15 Juillet 2024
— Une tradition, très répandue, fait du Bouddha un fils de roi. A la tête de cette constitution aristocratique il y avait effectivement p.118 un chef, établi nous ne savons d’après quelles règles, et qui portait le titre de roi ; dans l’espèce, ce titre ne devait guère désigner autre chose que la situation d’un « primus inter pares ». C’est cette dignité royale qu’aurait possédée Suddhodana, le père du Bouddha ; mais cette idée est complètement étrangère à la forme la plus ancienne sous laquelle nous soient parvenues les traditions au sujet de sa famille : il nous faut voir plutôt dans Suddhodana tout simplement un de ces grands et riches propriétaires fonciers que comptait la race des Sakyas : ce sont seulement les textes postérieurs qui en ont fait « le grand roi Suddhodana ». C’est ainsi que chez les Jaïnas, le père du fondateur de la secte, manifestement d’une condition analogue à celle du père du Bouddha, a été transformé plus tard en un puissant monarque.
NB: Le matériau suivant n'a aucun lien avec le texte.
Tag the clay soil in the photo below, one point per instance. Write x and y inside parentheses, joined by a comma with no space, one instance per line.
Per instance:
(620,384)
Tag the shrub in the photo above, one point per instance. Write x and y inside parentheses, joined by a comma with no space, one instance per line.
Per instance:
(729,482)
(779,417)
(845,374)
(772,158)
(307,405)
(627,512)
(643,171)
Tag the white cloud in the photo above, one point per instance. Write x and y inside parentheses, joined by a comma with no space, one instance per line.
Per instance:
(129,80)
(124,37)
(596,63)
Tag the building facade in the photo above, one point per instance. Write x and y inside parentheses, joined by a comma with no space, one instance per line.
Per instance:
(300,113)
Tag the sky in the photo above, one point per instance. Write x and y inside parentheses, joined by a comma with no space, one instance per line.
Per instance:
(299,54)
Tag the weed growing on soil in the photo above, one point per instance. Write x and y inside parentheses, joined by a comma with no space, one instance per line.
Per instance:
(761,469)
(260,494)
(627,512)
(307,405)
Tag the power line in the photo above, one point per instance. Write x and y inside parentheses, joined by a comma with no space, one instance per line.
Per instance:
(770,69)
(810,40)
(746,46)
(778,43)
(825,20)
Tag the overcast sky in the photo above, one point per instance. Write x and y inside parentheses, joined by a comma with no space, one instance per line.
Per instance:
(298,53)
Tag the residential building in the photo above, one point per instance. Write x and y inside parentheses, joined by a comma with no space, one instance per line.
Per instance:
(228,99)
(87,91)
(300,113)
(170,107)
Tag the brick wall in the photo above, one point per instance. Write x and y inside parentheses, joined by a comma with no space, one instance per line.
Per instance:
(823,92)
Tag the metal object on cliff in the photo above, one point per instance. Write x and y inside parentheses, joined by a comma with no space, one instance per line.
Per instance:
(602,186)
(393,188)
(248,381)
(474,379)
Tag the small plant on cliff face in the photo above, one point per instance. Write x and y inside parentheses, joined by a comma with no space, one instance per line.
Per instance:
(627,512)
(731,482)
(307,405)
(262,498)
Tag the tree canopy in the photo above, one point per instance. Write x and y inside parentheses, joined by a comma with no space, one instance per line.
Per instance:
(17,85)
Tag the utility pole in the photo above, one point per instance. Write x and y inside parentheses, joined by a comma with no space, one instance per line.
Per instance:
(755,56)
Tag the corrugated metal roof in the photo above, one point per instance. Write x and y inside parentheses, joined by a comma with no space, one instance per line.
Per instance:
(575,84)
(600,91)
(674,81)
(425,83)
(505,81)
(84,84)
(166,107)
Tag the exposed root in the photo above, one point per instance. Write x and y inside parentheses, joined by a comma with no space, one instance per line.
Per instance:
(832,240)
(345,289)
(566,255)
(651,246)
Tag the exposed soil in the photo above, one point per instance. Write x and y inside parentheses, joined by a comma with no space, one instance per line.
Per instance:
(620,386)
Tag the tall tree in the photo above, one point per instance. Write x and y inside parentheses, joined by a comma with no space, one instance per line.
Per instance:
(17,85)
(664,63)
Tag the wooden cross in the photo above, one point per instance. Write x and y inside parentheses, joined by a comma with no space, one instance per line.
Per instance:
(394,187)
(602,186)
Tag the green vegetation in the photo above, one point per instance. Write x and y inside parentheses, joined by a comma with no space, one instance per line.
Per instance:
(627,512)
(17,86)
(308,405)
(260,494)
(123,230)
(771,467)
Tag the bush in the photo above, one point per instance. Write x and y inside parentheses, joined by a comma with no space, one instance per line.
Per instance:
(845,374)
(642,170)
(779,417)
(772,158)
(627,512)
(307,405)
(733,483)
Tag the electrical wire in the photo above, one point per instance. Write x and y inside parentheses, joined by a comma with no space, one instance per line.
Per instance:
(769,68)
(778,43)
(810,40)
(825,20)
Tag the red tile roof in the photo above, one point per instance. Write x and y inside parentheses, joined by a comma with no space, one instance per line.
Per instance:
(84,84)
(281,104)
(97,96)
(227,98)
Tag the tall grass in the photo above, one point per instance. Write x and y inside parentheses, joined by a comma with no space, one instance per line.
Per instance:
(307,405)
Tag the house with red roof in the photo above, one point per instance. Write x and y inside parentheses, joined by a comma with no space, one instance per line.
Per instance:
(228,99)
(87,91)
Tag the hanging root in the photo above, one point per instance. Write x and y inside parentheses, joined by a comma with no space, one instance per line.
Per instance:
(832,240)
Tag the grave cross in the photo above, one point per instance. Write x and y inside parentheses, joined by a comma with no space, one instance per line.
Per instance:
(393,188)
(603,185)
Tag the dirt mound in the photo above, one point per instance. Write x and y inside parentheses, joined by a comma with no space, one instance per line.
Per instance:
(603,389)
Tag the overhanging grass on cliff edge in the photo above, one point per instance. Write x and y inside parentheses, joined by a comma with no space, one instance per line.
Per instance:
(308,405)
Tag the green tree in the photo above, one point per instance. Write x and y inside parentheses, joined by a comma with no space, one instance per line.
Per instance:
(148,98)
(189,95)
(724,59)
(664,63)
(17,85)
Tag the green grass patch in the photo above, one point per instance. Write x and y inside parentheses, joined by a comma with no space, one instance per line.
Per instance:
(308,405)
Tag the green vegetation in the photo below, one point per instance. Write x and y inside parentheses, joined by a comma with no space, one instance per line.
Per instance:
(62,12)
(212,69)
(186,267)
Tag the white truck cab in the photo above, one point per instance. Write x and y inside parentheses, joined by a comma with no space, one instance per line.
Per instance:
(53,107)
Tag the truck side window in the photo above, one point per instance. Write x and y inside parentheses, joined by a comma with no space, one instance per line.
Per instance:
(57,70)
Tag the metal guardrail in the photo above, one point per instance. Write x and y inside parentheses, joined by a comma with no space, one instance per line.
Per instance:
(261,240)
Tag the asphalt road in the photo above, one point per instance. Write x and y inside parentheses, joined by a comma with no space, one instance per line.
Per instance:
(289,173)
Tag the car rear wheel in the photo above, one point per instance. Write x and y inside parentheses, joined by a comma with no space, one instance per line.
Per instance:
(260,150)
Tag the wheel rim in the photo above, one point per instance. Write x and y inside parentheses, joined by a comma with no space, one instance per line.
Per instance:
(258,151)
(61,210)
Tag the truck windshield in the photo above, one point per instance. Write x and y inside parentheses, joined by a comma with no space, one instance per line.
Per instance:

La mère de l’enfant, Mâyâ,appartenait également à la famille des Sakyas : elle mourut de bonne heure, nous dit-on, sept jours après la naissance de son fils ; sa sœur Mahâpajâpatî, seconde épouse de Suddhodana, tint lieu de mère à l’enfant.
JEUNESSE. MARIAGE. — Le récit traditionnel, d’accord sans doute avec la vérité, veut que le jeune noble ait passé sa jeunesse à Kapilavatthu.
De l’enfance du Bouddha nous ne savons presque rien. On nous parle d’un demi-frère et d’une demi-sœur, célèbre pour sa beauté, tous deux enfants de Mahâpajâpati. Quelle différence d’âge les séparait de leur frère, c’est ce que nous ignorons.
Dans l’Inde d’alors, l’éducation des enfants de bonne famille était plutôt tournée vers les exercices physiques et guerriers que vers la connaissance du Véda : les Bouddhistes n’ont jamais attribué à leur maître aucune érudition en matière védique.
En ce temps, un jeune homme riche et de qualité, pour mener un train de vie confortable et conforme à son rang, ne devait pas posséder moins de trois palais, ayant chacun une disposition particulière. Ils étaient faits pour être habités tour à tour suivant les saisons : on avait un palais d’hiver, un palais d’été, un palais de saison-des-pluies. La tradition veut que le futur Bouddha ait aussi passé les années de sa jeunesse dans trois palais semblables ; sa vie se mouvait sur ce même fond de riches décors dont s’entouraient alors comme aujourd’hui, dans l’Inde, les habitations des Grands ; ce sont des jardins pleins d’ombre, avec des étangs de lotus, et, à la surface de ces étangs, ondule doucement comme un lit flottant de fleurs bariolées qui brillent au soleil et, le soir, répandent au loin leurs parfums ; ce sont aussi, hors de la ville, les grands parcs où l’on se rend en voiture ou à dos d’éléphant, et là, loin du bruit du monde, sous l’ombrage des grands arbres touffus, des manguiers, des pippalas et des sâlas, on trouve, dès le seuil, repos et solitude.
On nous dit que le futur Bouddha fut marié ; un des textes tardifs du canon pâli cite le nom de sa femme : Bhaddakaccâ 4, et laisse entendre qu’elle fut sa seule épouse légitime. Un fils né de ce mariage, Râhula, devint plus tard membre de l’ordre des religieux. Nous n’avons aucune raison de regarder ces détails comme inventés après coup, tout au contraire ; les plus anciennes traditions nous les donnent sans dessein et en passant : jamais la personne de Râhula ou de sa mère n’a servi de moyen d’édification ni de prétexte à situations pathétiques. Qu’on songe enfin au rôle que joue, dans la conception morale et les règles monastiques des Bouddhistes, le devoir d’étroite chasteté, et l’on se convaincra que nous sommes en présence de faits réels et non d’inventions arbitraires ; si l’on avait altéré ici l’histoire, ç’aurait été dans un tout autre sens : loin d’inventer de toutes pièces. Un mariage, on n’aurait songé qu’à dissimuler ce fait que le futur Bouddha avait été marié.